Vigil and Lincoln in the Bardo, Saunders’s 2017 novel about the death of Abraham Lincoln’s young son, can be described as companion pieces, according to the author. “And there’s a third on the way (I think, I hope),” he said in an email to Vulture. “The afterlife in the two books are a little different — different rules apply — but I feel like I’m using ‘what comes next’ to understand with more precision what’s happening now.” The novel came to be because he found himself wondering “about that generation of climate-change deniers who, through obfuscation and spin, put progress on hold for 20 or 30 years, and are now old and passing away. I wondered whether such a person might, at the end of his life, feel inclined to repentance. If he had a chance to explain himself, would he try? Could he even do it?”

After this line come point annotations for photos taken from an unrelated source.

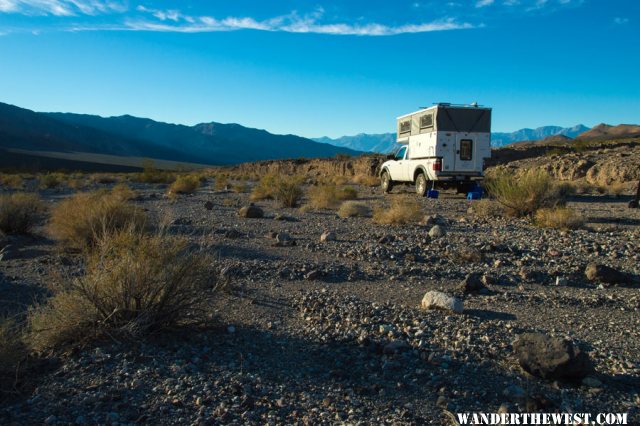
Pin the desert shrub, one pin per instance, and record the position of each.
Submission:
(288, 191)
(50, 180)
(184, 184)
(83, 219)
(339, 180)
(221, 182)
(151, 174)
(264, 189)
(11, 181)
(487, 208)
(366, 180)
(19, 212)
(104, 179)
(354, 209)
(12, 350)
(133, 284)
(402, 210)
(522, 195)
(558, 218)
(240, 188)
(329, 196)
(123, 191)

The novel, he hopes, approaches a political topic without restricting itself to an expression of opinion. “It’s like Chekhov said — art doesn’t have to solve a problem, it just has to formulate it correctly,” Saunders says. “So instead of saying, ‘Here, world, here’s my fully formed opinion,’ you end up taking yourself on a little trip in the direction of more complexity, more ambiguity, a deeper understanding. In this sense, the product is even more political, because it’s charged, not only with opinion (possibly anger), but also with some sympathy.”
Saunders, a former MacArthur and Guggenheim fellow, winner of the Booker Prize, prolific Substacker, and best-selling favorite of Barack Obama and Dua Lipa, has published many books, including short-story collections, novellas, and one children’s picture book; this will be his 13th. And he did it without his writing shed.